REPUBLIKA.CO.ID, JAKARTA -- Lingkaran Survei Indonesia (LSI) Denny JA mengungkapkan, elektabilitas Joko Widodo (Jokowi) setelah pelaksanaan pemilihan kepala daerah (pilkada) serentak cenderung naik. Namun, kenaikan elektabilitas Jokowi pascapilkada bukan karena efek kemenangan partai pengusung Jokowi.
Peneliti senior Lingkaran Survei Indonesia (LSI Denny JA) Adjie Alfaraby mengatakan, dari hasil survei LSI Denny JA yang dilakukan setelah pilkada pada 28 Juni-5 Juli 2018, ada kenaikan elektoral Jokowi sebesar 49,30 persen dari Mei 46 persen. Dengan demikian, kenaikan elektoral Jokowi setelah pilkada tidak terlalu besar, hanya sebesar sekira 3 persen.
"Kenaikan tidak terlalu signifikan efek pilkada dengan tren kenaikan Jokowi. Kenaikan Pak Jokowi lebih pada kinerja yang cenderung dinilai baik oleh masyarakat dan lawan Jokowi yang tidak mampu menandingi," kata Alfaraby saat memaparkan rilis hasil survei LSI Denny JA terbaru pasangan capres dan cawapres pascapilkada, Selasa (10/7).

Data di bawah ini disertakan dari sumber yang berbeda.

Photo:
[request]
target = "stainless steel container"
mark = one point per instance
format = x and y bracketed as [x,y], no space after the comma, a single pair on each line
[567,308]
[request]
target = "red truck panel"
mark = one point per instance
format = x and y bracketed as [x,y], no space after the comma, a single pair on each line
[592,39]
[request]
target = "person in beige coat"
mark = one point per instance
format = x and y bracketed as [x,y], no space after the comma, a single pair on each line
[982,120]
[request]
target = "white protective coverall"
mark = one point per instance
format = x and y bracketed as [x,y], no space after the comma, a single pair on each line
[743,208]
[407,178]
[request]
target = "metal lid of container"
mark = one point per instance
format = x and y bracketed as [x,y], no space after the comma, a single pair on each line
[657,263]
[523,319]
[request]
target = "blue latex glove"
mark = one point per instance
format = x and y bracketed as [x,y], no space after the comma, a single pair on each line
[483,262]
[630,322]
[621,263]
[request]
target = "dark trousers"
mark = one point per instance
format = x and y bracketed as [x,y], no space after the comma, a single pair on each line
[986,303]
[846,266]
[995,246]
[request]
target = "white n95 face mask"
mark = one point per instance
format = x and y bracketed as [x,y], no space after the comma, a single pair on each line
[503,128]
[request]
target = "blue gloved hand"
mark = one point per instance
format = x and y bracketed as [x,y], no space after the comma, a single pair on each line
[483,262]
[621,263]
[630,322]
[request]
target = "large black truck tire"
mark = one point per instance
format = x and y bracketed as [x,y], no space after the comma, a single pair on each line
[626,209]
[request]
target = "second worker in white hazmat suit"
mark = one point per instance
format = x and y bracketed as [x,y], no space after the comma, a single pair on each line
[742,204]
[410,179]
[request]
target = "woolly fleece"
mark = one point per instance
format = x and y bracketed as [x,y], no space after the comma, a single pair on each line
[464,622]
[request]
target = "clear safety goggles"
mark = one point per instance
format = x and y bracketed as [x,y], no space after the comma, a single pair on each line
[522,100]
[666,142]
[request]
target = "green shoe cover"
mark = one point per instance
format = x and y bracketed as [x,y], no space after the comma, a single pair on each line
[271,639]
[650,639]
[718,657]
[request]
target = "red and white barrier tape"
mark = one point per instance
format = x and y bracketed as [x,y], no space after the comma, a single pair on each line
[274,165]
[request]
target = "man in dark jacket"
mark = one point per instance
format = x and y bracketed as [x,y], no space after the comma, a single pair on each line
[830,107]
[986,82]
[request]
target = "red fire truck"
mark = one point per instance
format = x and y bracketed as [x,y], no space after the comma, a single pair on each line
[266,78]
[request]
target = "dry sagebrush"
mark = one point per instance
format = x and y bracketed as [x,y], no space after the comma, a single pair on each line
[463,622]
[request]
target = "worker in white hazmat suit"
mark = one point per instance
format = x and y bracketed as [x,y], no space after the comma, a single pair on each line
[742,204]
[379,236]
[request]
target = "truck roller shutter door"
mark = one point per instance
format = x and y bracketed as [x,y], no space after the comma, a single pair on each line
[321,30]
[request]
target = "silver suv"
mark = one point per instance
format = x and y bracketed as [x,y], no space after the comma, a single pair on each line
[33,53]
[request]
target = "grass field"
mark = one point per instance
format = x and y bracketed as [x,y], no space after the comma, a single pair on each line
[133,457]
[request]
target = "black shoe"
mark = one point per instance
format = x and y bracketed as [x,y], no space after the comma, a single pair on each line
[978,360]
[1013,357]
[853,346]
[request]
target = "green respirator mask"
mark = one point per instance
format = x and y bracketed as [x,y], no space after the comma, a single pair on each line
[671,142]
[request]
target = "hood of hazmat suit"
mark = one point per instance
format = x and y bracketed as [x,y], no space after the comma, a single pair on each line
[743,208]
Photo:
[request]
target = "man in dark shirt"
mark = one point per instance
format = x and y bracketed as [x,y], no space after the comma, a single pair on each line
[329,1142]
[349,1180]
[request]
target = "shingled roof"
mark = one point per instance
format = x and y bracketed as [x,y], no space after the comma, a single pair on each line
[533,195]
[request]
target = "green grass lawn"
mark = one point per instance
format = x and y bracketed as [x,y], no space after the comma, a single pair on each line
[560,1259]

Alfaraby menjelaskan, survei pasangan capres dan cawapres pascapilkada ini dilakukan dengan metode survei multistage random sampling. Mengambil 1.200 orang responden dari seluruh Indonesia dan dilakukan dengan wawancara tatap muka dengan kuesioner. Margin error survei ini sebesar 2,9 persen.
Kesimpulan survei ini, tambah dia, ada kenaikan elektabilitas Jokowi setelah pilkada, tetapi masih rawan karena masih di bawah 50 persen. Sedangkan, elektabilitas penantang Jokowi cenderung stagnan setelah pilkada di Juli diangka 45,2 persen, di mana Mei elektabilitas penantang Jokowi sebesar 44,70 persen.
Selain kenaikan elektabilitas Jokowi dan stagnannya penantang Jokowi, Alfaraby menyebut angka mereka yang belum menentukan pilihan (undecided voters) cenderung turun, tetapi pemilih yang masih bisa berubah (swing voters) cenderung naik.
"Undecided voters turun dari 9,3 persen di Mei menjadi 5,5 persen di Juli. Sedangkan, swing voters di angka 37 persen," ujarnya.
Walaupun undecided voter cenderung mengecil di Juli tinggal 5,5 persen, Alfaraby menyebut Jokowi atau lawan Jokowi perlu waspada karena swing voters justru meningkat. "Pemilih yang mungkin mengubah pilihannya 37 persen berarti peta pilpres sekarang masih sangat dinamis, karena swing voters masih belum menentukan pilihan," katanya menjelaskan.